Le fiabe di Hans Christian Andersen costituiscono un insieme narrativo che non ha uguali per forza e ampiezza di diffusione nell’ambito delle culture occidentali.
Composte e pubblicate in danese fra il 1835 e il 1874, esse scaturiscono in gran parte dalla fantasia originale dell’autore e solo in minima parte dalla materia popolare cui pure, almeno inizialmente, egli dichiarò di ispirarsi. Il fatto è che – come mette in evidenza Vincenzo Cerami nell’introduzione al volume – Andersen non si limita a ripercorrere e reinterpretare il filo della grande tradizione favolistica europea. Dotato di un’inquieta tensione romantica e di un’autentica consapevolezza borghese, Andersen “cambia radicalmente la prospettiva della fiaba”.

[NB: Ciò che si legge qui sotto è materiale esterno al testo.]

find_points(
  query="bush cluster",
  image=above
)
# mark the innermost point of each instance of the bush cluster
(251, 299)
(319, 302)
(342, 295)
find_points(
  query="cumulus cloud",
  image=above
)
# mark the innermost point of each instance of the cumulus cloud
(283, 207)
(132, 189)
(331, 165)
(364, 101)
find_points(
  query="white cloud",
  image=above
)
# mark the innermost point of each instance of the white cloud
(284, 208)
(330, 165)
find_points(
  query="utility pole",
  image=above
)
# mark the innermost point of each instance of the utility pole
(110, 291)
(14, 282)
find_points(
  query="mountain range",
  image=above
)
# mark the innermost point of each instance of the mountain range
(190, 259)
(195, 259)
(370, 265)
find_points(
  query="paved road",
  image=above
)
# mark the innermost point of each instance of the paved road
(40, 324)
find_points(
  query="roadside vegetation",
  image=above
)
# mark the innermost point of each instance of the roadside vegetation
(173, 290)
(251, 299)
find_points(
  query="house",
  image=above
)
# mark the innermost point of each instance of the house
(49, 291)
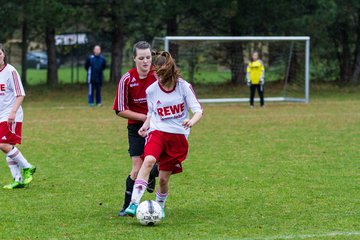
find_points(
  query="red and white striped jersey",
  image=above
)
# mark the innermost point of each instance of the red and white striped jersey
(10, 87)
(168, 109)
(130, 94)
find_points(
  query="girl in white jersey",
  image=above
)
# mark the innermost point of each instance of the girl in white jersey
(11, 116)
(168, 126)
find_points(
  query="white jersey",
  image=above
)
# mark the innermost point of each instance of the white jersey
(10, 87)
(168, 109)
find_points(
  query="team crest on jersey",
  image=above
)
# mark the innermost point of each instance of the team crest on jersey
(173, 111)
(133, 83)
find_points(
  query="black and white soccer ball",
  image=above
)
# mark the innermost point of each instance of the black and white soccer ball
(149, 213)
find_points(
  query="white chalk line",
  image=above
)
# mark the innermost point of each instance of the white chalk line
(303, 236)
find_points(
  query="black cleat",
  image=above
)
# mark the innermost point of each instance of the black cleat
(122, 213)
(151, 185)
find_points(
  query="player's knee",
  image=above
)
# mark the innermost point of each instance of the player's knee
(5, 147)
(163, 181)
(149, 161)
(133, 174)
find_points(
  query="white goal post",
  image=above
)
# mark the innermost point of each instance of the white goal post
(306, 52)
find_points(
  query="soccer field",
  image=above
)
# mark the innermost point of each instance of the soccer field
(289, 171)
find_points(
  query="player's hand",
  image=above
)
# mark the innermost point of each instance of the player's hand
(142, 131)
(187, 123)
(11, 119)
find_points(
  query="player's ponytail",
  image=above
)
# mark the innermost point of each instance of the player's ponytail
(166, 68)
(4, 52)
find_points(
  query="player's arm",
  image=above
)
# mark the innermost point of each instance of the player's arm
(188, 123)
(262, 78)
(15, 108)
(143, 130)
(128, 114)
(121, 102)
(195, 107)
(87, 63)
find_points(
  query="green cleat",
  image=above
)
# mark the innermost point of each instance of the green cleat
(131, 209)
(28, 174)
(162, 213)
(14, 185)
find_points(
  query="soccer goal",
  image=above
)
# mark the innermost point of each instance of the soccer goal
(220, 61)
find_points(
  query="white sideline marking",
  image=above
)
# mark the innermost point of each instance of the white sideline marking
(304, 236)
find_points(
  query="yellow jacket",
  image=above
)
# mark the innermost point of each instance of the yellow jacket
(255, 72)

Prima di lui maghi, streghe, gnomi, draghi, fate e orchi erano figure dotate di poteri speciali, dalla sapienza impenetrabile, misteriosa, ignota al lettore.

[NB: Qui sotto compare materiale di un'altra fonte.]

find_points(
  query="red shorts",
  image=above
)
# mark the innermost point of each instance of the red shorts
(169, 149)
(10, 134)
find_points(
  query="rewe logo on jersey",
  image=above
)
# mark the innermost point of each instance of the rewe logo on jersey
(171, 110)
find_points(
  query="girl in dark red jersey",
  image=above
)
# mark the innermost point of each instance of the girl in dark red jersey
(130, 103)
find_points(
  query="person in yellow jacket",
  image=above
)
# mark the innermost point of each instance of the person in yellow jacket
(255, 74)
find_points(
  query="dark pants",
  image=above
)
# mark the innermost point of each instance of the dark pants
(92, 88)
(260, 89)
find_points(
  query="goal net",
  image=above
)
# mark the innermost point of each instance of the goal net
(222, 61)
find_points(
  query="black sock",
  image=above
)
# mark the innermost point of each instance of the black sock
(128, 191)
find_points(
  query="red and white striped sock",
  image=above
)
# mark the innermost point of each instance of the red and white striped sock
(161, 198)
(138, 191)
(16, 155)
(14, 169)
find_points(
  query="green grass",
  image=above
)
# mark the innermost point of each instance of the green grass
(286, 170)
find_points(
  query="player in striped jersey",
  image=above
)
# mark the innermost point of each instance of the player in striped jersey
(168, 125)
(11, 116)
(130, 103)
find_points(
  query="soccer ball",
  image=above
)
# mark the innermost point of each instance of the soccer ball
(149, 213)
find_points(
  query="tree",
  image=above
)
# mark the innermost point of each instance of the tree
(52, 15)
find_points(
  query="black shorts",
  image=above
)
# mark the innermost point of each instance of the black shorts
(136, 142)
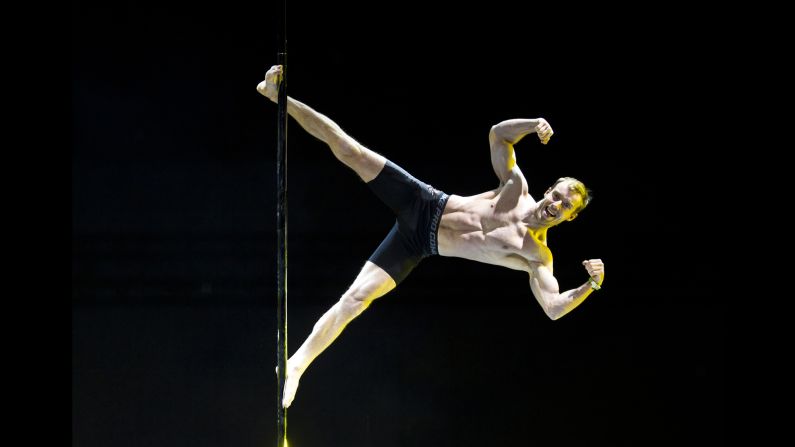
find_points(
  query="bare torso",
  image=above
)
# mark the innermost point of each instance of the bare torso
(488, 228)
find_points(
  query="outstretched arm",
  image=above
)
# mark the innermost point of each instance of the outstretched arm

Andersen, al contrario, opera una sorta di umanizzazione di animali e cose, “mettendo in scena protagonisti di sconsolata umanità, immergendosi in creature che per il semplice fatto di non esistere in natura sono segretamente afflitte da un rovello interiore”.

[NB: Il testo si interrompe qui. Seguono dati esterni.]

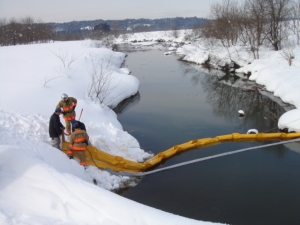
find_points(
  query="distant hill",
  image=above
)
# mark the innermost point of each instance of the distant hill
(134, 25)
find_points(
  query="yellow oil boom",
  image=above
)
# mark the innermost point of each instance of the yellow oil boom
(100, 159)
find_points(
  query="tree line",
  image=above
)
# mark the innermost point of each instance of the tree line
(255, 23)
(24, 31)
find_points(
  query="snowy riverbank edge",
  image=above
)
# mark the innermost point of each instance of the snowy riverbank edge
(271, 70)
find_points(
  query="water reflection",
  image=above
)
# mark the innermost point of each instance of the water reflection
(126, 104)
(182, 102)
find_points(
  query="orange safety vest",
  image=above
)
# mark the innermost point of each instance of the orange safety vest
(78, 140)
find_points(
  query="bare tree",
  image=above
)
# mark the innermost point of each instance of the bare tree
(253, 24)
(101, 78)
(67, 60)
(295, 14)
(288, 50)
(226, 16)
(277, 12)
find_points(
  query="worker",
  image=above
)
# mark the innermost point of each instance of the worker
(68, 104)
(78, 144)
(81, 125)
(55, 128)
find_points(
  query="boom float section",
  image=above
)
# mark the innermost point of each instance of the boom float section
(100, 159)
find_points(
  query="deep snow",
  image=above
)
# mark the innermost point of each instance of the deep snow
(39, 184)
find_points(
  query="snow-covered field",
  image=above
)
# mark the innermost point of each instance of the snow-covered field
(39, 184)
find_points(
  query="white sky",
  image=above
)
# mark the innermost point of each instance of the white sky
(76, 10)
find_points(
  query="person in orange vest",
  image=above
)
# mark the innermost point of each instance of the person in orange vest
(68, 105)
(78, 144)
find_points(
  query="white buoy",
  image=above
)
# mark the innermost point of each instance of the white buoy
(252, 131)
(241, 113)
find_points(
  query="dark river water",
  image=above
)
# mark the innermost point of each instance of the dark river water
(178, 102)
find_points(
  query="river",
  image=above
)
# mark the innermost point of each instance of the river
(178, 102)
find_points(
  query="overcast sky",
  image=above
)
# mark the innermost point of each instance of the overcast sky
(76, 10)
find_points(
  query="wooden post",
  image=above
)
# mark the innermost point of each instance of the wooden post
(80, 115)
(62, 135)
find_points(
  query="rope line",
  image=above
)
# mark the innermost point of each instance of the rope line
(139, 174)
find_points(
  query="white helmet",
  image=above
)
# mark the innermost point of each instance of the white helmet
(64, 97)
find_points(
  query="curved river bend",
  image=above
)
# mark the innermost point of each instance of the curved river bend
(177, 103)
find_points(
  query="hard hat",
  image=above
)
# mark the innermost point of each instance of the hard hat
(64, 97)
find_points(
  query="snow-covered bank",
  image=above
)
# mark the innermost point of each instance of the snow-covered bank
(39, 184)
(271, 70)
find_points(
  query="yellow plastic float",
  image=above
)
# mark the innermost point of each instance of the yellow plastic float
(98, 158)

Del resto, come disse Andersen stesso, “le fiabe mi stavano in mente come un seme”, “ci voleva soltanto un soffio di vento, un raggio di sole, una goccia d’erba amara, ed esse sbocciavano”.
Questa edizione è l’unica a proporre il corpus completo delle 156 fiabe e storie, tradotte a partire dall’edizione critica danese.